M. Christian Louboutin est titulaire d’une marque internationale semi-figurative représentant une « semelle de chaussure de couleur rouge » et enregistrée pour des chaussures en classe 25, dont la représentation graphique est la suivante :

 

 

Christian Louboutin

 

 

La société Christian Louboutin est licenciée de cette marque.

 

Constatant que la société Zara France commercialise un modèle de chaussure féminine comportant une semelle de couleur rouge, M. Christian Louboutin et la société Christian Louboutin l’assignent en contrefaçon et en concurrence déloyale. A titre reconventionnel, la société Zara France invoque la nullité de la marque pour absence de représentation graphique claire et intelligible et pour défaut de caractère distinctif.

 

La Cour d’Appel de Paris ayant fait droit à la demande de nullité de la société Zara France pour défaut de caractère distinctif. M. Christian Louboutin et la société Christian Louboutin forment un pourvoi devant la Cour de Cassation.
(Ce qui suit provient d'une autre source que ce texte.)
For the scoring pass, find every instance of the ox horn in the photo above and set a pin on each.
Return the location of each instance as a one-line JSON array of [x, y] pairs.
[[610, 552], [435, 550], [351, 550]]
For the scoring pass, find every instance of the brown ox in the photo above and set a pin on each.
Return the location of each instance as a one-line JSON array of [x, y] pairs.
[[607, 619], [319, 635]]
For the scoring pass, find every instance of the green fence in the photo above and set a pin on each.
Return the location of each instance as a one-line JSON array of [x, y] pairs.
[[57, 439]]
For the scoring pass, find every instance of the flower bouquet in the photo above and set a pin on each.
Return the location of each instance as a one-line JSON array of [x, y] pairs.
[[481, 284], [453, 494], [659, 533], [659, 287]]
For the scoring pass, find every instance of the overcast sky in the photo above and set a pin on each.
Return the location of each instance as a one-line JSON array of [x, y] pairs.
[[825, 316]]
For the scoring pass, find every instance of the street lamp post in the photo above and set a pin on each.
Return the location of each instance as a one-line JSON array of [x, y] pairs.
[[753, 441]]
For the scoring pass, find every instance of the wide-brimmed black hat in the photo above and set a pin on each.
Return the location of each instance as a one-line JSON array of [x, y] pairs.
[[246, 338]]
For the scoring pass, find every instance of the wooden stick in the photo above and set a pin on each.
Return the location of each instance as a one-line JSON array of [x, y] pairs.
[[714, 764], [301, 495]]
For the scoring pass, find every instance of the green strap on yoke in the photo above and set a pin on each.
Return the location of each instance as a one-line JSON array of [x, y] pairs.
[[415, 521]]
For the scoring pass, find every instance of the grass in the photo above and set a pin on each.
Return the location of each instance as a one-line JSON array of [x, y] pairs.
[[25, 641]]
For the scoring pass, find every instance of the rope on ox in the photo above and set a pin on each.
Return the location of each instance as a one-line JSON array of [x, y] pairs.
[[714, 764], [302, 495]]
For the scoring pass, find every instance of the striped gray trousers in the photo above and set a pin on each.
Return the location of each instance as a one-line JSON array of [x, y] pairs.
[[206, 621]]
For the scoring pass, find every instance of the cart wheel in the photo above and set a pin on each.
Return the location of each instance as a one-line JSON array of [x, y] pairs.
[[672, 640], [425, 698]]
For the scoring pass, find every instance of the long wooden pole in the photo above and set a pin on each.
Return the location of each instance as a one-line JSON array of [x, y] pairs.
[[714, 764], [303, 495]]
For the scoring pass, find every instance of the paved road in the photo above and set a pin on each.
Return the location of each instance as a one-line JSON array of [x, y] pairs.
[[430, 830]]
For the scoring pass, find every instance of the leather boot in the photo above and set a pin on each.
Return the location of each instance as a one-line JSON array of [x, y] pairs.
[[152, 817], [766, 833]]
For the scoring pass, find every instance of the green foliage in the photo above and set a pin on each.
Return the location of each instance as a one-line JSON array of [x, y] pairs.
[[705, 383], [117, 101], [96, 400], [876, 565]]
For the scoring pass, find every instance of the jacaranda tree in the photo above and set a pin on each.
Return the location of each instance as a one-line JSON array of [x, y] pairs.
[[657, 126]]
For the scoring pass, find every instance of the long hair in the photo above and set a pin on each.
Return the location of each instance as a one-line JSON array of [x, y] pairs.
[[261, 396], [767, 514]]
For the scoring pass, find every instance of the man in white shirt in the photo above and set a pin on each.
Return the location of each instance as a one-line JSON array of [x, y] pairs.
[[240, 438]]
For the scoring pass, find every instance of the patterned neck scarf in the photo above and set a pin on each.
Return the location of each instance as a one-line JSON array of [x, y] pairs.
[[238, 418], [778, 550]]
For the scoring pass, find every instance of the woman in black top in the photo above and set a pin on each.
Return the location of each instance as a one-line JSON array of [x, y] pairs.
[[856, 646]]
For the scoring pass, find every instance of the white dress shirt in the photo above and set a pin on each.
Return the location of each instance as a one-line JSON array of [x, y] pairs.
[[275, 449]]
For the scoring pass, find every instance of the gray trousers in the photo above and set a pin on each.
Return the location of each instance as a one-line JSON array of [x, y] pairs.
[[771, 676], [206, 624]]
Ils invoquent notamment que le caractère distinctif de la marque doit être apprécié de manière globale et non au regard de chacun de ses éléments pris séparément, que l’usage systématique d’une semelle rouge pour caractériser des chaussures ne relève pas du domaine du concept et est ainsi appropriable, ainsi que leur marque bénéficie en tout état de cause d’une renommée.

 

La Cour estime néanmoins que c’est à bon droit que l’arrêt de la Cour d’Appel retient :

  • « qu’il est impossible, à l’examen de la figure déposée, de déterminer si celle-ci représente la face extérieure ou la face intérieure de la semelle et qu’à supposer la figure déposée identifiée comme celle d’une semelle, sa forme […] apparaît dès lors imposée par sa nature ou sa fonction ».
  • « que s’agissant de la couleur rouge revendiquée, celle-ci n’est pas définie par une référence permettant de l’identifier avec précision, la figure censée représenter la semelle comportant elle-même plusieurs nuances de rouge, plus foncée à l’extrémité inférieure droite et en partie médiane, plus vive en partie supérieure gauche où elle présente, répartis sur le pourtour, six points ou taches nettement plus clairs ».
  • « que la renommée, dont la société Christian Louboutin et M. Louboutin se prévalent, s’attache au concept d’usage systématique d’une semelle rouge pour caractériser une gamme de chaussures, non à la marque litigieuse ».

 

La Cour estime ainsi qu’en l’état de ces constatations, « qui font ressortir que ni la forme ni la couleur de la semelle litigieuse ne font l’objet d’une représentation graphique lui permettant d’être représentée visuellement », le signe est dépourvu de tout caractère distinctif.

 

Elle confirme ainsi l’arrêt ayant prononcé la nullité de la marque.